Common approaches used to account for mortality in the analysis of intensive care unit (ICU) length of stay (LOS).

Approach Conceptual and empirical issues
Contrast a pooled LOS distribution of survivors and decedents together without acknowledging death. LOS treatment effects for survivors and decedents may differ both in magnitude and direction. Patients saved by a treatment may experience longer LOS.
Contrast the LOS distribution among survivors only. Survival may be affected by the intervention. Thus, it is a post-randomization variable. Conditioning on survival reduces statistical power and can erode randomization inference.

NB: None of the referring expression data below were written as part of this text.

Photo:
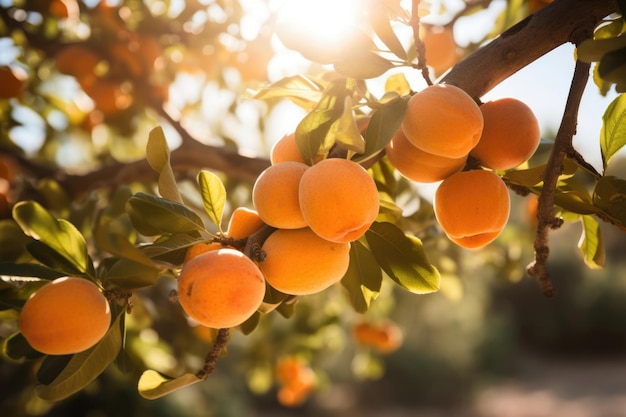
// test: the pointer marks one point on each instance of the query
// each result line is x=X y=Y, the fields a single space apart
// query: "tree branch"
x=525 y=42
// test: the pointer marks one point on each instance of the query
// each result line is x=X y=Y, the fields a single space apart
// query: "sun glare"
x=325 y=20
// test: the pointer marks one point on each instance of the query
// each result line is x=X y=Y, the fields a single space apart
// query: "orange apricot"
x=65 y=316
x=511 y=134
x=220 y=288
x=338 y=199
x=299 y=262
x=385 y=337
x=472 y=207
x=417 y=165
x=286 y=149
x=440 y=48
x=243 y=222
x=275 y=195
x=297 y=381
x=443 y=120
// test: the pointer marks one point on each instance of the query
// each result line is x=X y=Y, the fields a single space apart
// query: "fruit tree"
x=206 y=171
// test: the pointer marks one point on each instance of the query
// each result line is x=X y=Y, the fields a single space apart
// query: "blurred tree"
x=131 y=130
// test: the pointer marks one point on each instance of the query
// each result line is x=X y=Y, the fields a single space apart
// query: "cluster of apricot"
x=65 y=316
x=315 y=212
x=443 y=126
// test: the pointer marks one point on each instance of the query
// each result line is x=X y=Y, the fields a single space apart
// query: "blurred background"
x=489 y=344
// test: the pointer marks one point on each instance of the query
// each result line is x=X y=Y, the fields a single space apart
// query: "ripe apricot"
x=338 y=199
x=472 y=207
x=384 y=337
x=243 y=222
x=275 y=195
x=220 y=288
x=11 y=84
x=417 y=165
x=67 y=315
x=286 y=149
x=296 y=379
x=443 y=120
x=299 y=262
x=440 y=48
x=511 y=134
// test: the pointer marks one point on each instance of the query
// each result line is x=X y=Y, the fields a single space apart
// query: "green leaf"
x=613 y=131
x=152 y=215
x=346 y=131
x=591 y=244
x=381 y=22
x=59 y=235
x=385 y=122
x=130 y=275
x=153 y=384
x=158 y=156
x=16 y=348
x=610 y=197
x=84 y=367
x=363 y=278
x=213 y=196
x=362 y=65
x=312 y=133
x=300 y=90
x=402 y=257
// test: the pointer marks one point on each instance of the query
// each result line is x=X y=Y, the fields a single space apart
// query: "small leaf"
x=153 y=384
x=84 y=367
x=152 y=215
x=402 y=258
x=397 y=83
x=16 y=348
x=59 y=235
x=363 y=278
x=610 y=197
x=385 y=122
x=346 y=130
x=362 y=65
x=591 y=244
x=158 y=156
x=613 y=131
x=213 y=196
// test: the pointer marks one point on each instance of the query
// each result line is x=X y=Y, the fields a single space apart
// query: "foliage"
x=129 y=173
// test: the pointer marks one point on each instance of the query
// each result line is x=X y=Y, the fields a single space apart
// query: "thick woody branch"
x=525 y=42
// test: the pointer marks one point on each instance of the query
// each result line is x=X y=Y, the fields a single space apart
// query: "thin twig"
x=210 y=361
x=419 y=43
x=545 y=210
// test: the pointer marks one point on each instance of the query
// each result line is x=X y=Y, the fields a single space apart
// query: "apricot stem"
x=545 y=209
x=419 y=43
x=210 y=361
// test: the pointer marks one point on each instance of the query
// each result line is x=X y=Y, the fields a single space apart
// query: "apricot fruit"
x=286 y=149
x=384 y=337
x=417 y=165
x=275 y=195
x=510 y=136
x=339 y=199
x=440 y=48
x=243 y=222
x=296 y=379
x=220 y=288
x=65 y=316
x=299 y=262
x=472 y=207
x=443 y=120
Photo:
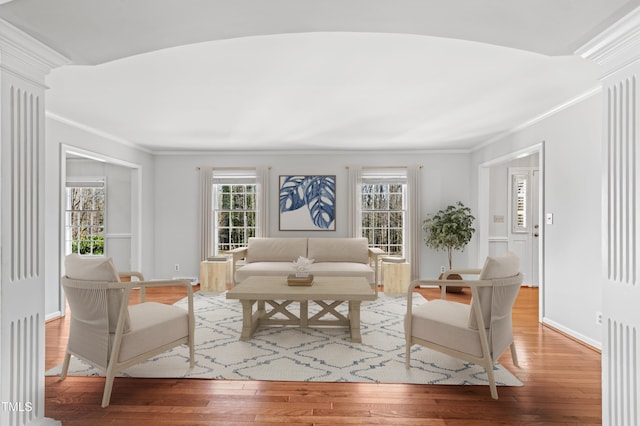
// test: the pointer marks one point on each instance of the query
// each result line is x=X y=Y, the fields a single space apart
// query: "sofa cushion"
x=81 y=268
x=338 y=250
x=269 y=269
x=342 y=269
x=276 y=249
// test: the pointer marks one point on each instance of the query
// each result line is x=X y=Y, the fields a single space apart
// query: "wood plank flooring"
x=562 y=385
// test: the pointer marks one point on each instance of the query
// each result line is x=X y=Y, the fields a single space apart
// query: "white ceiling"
x=312 y=75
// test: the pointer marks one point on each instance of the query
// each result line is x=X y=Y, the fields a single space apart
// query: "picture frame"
x=307 y=202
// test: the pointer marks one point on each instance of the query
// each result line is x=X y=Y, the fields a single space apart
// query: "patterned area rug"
x=312 y=354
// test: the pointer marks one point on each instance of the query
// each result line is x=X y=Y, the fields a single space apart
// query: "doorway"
x=123 y=222
x=511 y=198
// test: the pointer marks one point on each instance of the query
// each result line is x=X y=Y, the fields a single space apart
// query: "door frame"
x=485 y=213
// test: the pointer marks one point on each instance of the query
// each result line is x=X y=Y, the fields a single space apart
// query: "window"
x=85 y=217
x=383 y=211
x=234 y=215
x=234 y=209
x=519 y=200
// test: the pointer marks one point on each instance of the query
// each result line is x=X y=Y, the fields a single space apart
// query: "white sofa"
x=346 y=257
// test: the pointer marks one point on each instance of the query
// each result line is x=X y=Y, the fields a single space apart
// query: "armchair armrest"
x=130 y=275
x=472 y=271
x=444 y=283
x=129 y=285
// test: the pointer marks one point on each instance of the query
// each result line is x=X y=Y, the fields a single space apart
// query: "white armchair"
x=478 y=332
x=109 y=333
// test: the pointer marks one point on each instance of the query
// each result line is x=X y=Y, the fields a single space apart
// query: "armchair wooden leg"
x=492 y=381
x=65 y=366
x=191 y=353
x=407 y=355
x=514 y=355
x=108 y=386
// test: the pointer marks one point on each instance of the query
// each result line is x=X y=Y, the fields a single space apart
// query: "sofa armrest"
x=375 y=255
x=237 y=255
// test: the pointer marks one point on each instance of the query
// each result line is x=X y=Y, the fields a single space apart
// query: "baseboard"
x=573 y=335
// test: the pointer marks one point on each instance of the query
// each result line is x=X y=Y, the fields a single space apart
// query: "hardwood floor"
x=562 y=385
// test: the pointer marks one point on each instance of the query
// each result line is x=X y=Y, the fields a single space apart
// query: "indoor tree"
x=449 y=229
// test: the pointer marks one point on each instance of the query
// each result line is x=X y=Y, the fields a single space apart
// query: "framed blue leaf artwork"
x=307 y=203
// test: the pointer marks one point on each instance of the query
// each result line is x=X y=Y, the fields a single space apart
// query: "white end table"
x=215 y=275
x=396 y=276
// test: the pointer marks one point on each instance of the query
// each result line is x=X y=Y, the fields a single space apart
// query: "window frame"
x=382 y=185
x=93 y=183
x=217 y=210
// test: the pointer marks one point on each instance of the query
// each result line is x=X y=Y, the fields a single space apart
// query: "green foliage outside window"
x=85 y=220
x=383 y=216
x=235 y=216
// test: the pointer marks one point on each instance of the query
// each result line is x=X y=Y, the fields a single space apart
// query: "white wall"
x=445 y=180
x=58 y=134
x=572 y=189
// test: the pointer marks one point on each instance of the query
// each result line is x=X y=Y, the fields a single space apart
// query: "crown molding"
x=94 y=131
x=25 y=56
x=529 y=123
x=617 y=46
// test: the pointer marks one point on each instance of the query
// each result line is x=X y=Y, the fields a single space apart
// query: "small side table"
x=215 y=275
x=396 y=275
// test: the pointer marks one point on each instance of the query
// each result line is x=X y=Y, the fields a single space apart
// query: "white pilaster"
x=24 y=63
x=617 y=50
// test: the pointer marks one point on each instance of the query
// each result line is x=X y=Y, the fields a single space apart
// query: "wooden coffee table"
x=326 y=292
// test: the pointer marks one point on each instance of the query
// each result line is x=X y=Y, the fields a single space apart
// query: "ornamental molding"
x=617 y=46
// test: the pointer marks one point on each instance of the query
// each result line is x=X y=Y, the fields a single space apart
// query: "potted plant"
x=449 y=229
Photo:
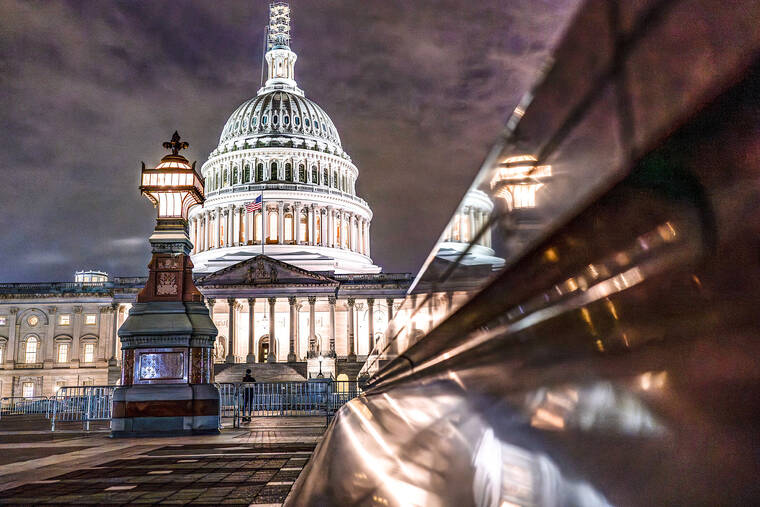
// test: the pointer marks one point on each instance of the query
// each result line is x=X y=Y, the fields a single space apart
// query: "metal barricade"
x=82 y=403
x=283 y=399
x=19 y=405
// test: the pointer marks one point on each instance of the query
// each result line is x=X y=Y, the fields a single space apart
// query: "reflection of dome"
x=460 y=235
x=284 y=114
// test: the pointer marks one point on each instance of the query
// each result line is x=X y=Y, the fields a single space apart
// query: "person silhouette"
x=248 y=395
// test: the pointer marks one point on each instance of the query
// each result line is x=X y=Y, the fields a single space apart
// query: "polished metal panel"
x=612 y=360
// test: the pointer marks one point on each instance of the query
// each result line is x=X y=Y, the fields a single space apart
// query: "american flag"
x=254 y=205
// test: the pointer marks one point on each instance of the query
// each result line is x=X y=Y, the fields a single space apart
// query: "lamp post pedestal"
x=167 y=340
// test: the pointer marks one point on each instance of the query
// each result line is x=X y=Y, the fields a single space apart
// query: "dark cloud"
x=418 y=91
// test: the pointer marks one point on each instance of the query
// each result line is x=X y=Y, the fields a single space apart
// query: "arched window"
x=303 y=232
x=30 y=350
x=88 y=352
x=257 y=226
x=287 y=232
x=272 y=227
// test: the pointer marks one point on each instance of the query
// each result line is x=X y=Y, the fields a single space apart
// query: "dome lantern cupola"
x=280 y=59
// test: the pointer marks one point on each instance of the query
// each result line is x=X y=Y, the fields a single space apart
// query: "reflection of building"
x=468 y=231
x=310 y=289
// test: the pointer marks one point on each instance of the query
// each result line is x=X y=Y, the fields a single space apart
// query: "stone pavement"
x=253 y=465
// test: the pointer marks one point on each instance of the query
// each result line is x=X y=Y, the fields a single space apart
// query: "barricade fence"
x=290 y=399
x=19 y=405
x=82 y=403
x=236 y=401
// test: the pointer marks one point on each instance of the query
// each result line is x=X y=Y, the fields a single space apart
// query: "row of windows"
x=64 y=319
x=319 y=127
x=32 y=348
x=227 y=177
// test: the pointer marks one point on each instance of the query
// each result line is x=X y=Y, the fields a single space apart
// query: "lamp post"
x=168 y=337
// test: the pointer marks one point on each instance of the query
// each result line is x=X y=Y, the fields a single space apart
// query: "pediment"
x=263 y=270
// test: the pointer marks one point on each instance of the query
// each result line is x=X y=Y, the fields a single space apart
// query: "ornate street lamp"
x=167 y=340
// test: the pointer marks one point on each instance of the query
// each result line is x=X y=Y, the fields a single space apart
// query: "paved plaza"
x=253 y=465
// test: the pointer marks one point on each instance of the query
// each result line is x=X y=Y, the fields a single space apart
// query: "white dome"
x=280 y=114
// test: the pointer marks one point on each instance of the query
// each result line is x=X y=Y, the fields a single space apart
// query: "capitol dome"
x=282 y=114
x=279 y=183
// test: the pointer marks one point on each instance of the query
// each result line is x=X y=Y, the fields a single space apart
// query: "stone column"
x=104 y=329
x=251 y=357
x=280 y=221
x=351 y=352
x=218 y=242
x=330 y=226
x=244 y=224
x=312 y=221
x=297 y=223
x=76 y=332
x=371 y=323
x=272 y=340
x=264 y=224
x=210 y=303
x=312 y=323
x=232 y=330
x=292 y=353
x=332 y=300
x=113 y=360
x=366 y=246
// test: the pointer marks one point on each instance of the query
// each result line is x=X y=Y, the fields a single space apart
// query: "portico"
x=265 y=306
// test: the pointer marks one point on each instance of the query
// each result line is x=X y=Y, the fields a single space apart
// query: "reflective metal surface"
x=612 y=359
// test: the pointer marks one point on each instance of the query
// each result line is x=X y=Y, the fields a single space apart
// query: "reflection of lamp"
x=517 y=180
x=168 y=338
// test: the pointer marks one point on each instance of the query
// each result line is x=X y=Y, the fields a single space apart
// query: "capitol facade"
x=281 y=254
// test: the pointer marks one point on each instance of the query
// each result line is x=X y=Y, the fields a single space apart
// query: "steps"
x=262 y=372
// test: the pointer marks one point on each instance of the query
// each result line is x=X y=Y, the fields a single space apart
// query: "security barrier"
x=19 y=405
x=82 y=403
x=289 y=399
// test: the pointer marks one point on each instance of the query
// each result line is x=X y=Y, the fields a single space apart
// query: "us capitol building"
x=281 y=254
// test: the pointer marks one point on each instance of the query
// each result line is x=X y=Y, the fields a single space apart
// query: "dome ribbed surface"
x=280 y=113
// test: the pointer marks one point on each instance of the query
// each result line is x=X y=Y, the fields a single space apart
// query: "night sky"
x=418 y=91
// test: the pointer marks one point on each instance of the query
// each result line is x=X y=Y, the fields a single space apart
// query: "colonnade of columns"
x=284 y=223
x=313 y=348
x=466 y=224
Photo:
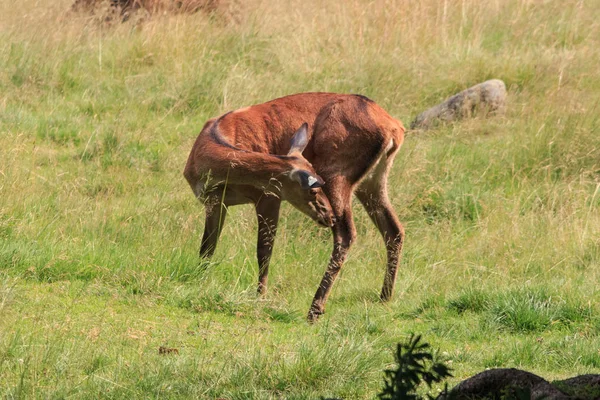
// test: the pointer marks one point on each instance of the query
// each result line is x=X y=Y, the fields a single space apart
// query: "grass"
x=99 y=232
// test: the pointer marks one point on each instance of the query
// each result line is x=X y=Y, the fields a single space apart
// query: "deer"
x=313 y=150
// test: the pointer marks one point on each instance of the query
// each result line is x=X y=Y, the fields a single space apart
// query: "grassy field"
x=99 y=232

Contrast time-to-discharge in a time-to-event model and treat mortality as a form of non-administrative censoring. • Risk set subsequent to the first death comprises a new subset of patients who have not previously died or been censored. Thus, the balance of confounders assumed by randomization is potentially eroded.
• Statistical model assumes LOS at the time of death is not related to the intervention.
Contrast a composite endpoint that includes both a value for death and LOS (e.g., ICU-free day metric where those who died are assumed to have zero ICU-free days or changing LOS to the longest value). • Valuing death inserts subjectivity into the statistical analysis and changes the causal question.
• Composite outcome (e.g., ICU-free day) may summarize the net effect of an intervention but does not have a real-world translation.